Loans have held up well against the rest of the bond market so far, but investors have withdrawn $17 million from funds in the category since May, or 24% of the money they invested over the past few years. previous 16 months.
It is currently unclear whether this is a sensible move or not. While the category’s average fund is down 2.52% for the year to Sept. 15, that small loss — some of which is due to the regular high-yield bonds that most bank loan funds own – is overshadowed by the 12.3% slump recorded by the Bloomberg US Aggregate Index
Although difficult to prove, it is possible that investors will sell their bank loan funds because, due to their modest losses, parting with them as opposed to other, more battered bond funds inflicts the least amount of permanent depreciation on a portfolio.
It could also be because they are worried about the quality of the credit they hold.

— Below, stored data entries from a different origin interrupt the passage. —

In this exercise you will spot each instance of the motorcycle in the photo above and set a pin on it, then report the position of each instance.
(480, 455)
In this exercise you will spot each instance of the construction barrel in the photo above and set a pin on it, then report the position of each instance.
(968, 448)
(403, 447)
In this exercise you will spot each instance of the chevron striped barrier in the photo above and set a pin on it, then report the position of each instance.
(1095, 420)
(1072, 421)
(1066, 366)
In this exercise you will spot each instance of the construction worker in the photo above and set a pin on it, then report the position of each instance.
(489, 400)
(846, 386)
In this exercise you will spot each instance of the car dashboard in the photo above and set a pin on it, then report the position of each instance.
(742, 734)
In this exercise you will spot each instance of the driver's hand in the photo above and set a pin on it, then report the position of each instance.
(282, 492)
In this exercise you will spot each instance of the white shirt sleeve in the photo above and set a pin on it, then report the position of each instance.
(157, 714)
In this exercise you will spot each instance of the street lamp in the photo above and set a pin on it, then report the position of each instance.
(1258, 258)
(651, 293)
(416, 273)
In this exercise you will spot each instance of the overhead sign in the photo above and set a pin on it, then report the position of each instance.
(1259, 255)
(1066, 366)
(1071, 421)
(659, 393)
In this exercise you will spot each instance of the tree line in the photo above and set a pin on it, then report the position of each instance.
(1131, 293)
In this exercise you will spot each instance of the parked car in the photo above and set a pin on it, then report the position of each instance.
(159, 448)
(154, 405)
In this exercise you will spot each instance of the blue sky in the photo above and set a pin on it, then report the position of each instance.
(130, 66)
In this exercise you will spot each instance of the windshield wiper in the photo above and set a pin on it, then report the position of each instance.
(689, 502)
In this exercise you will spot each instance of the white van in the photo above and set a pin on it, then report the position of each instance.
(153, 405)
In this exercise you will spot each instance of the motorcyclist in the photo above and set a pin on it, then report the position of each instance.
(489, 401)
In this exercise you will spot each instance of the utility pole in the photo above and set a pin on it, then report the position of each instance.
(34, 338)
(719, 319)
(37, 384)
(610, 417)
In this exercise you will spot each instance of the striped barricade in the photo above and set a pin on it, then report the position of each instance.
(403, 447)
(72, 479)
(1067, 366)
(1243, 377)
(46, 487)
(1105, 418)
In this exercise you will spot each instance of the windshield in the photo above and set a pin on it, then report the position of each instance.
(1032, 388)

Robert Cohen, head of global credit at DoubleLine Capital, said his outlook was “increasingly cautious on credit quality as the year progresses”, but he also doesn’t think the bank lending category has disappointed investors or is about to experience undue stress in the future. .

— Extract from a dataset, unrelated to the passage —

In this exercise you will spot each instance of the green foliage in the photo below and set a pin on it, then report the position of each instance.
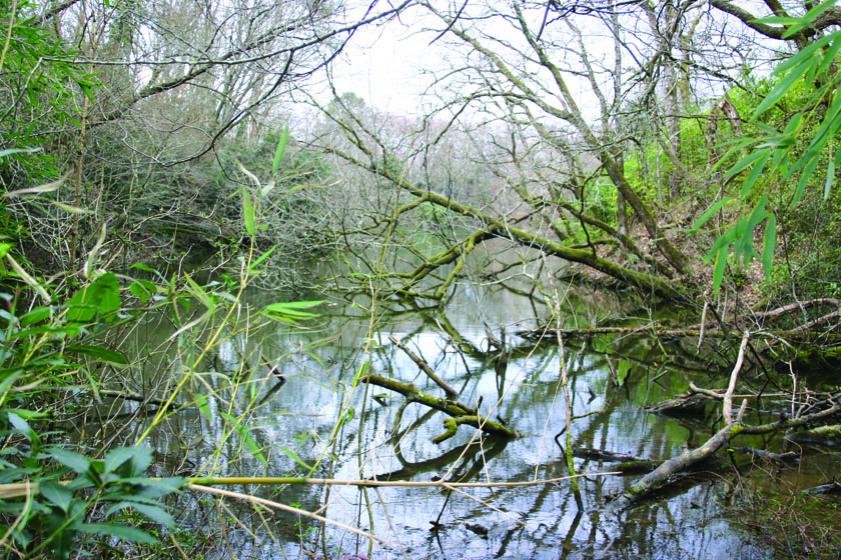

Cohen and Philip Kenney manage the $289 million DoubleLine Floating Rate (DBFRX) fund, which posted a loss of 2.06% for the year to September 15, ranking it 25th among 62 funds in the category with complete records this year.

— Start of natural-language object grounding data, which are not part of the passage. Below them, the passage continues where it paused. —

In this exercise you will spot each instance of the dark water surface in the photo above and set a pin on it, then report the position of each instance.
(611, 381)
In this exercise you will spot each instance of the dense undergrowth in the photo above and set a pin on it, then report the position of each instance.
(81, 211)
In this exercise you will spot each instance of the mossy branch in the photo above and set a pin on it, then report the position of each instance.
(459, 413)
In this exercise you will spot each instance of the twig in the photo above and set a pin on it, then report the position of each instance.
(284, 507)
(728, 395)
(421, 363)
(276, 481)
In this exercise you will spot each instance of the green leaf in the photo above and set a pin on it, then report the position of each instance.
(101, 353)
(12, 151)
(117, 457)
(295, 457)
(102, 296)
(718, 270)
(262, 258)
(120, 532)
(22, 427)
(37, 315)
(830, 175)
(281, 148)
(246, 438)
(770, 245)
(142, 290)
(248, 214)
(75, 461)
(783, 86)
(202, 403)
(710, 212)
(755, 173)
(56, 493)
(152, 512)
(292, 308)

The fund’s three-year annualized gain of 2.14% through mid-September makes it the 20th best among 62.
The bond market’s troubles at the start of the year were “due to rising rates,” Cohen said, and DoubleLine now expects a change as credit concerns become more prominent.
Pimco officials broadly take a similar view. An article published by the Bond Shop in May noted that “nearly 80% of the negative return in U.S. investment grade and high yield has come from interest rate moves this year as the market reacts to policy changes. of the central bank”.
With credit risk expected to be greater from now on, this will put more pressure on bank lending funds, but could also provide an opportunity for skilled bond pickers.
Estimates for defaults next year in the bank loan and high yield bond markets are benign, in the range of 2% to 2.5%.
Cohen describes the small losses in the markets this year as “orderly stress.” There was an “asset revaluation, but nothing seized up,” he said.
Despite inflation and geopolitical issues, it doesn’t look like the market is facing anything like it did during the 2008-9 and Covid lockdowns.
All of this means that the credit quality of the DoubleLine fund is increasing, slowing the addition of higher quality individual loans and secured loan obligations (CLOs).
‘[The] was to gradually reduce the risks,” Cohen said. “We tend to have a higher credit quality than our peers – a higher BB rating, a lower CCC rating and a bit less of a B rating.”
The Pimco paper noted how rate hikes could impact companies that issued B-rated securities.
“For the typical low-level B bank loan issuer, a 300 basis point increase in the federal funds rate will increase interest costs by 60% to 70%. Such an increase in interest charges could significantly erode debt servicing capacity.
The $327 million Pimco Low Duration Credit (PSRIX) fund, managed by David Forgash and Michael Levinson, holds about 60% of its assets in bank loans and most of the rest in short-term corporate bonds. It fared worse than the DoubleLine fund, losing 3.32% for the year to mid-September, putting it 48th out of 62 bank loan funds for the year.
Straightforward corporate bond spreads have widened relative to Treasuries this year, and they have fared worse than bank loans and many CLOs.
It might not necessarily be the time to flee the bank lending category to try and find lower losses elsewhere, but it might be worth checking the credit quality of your fund.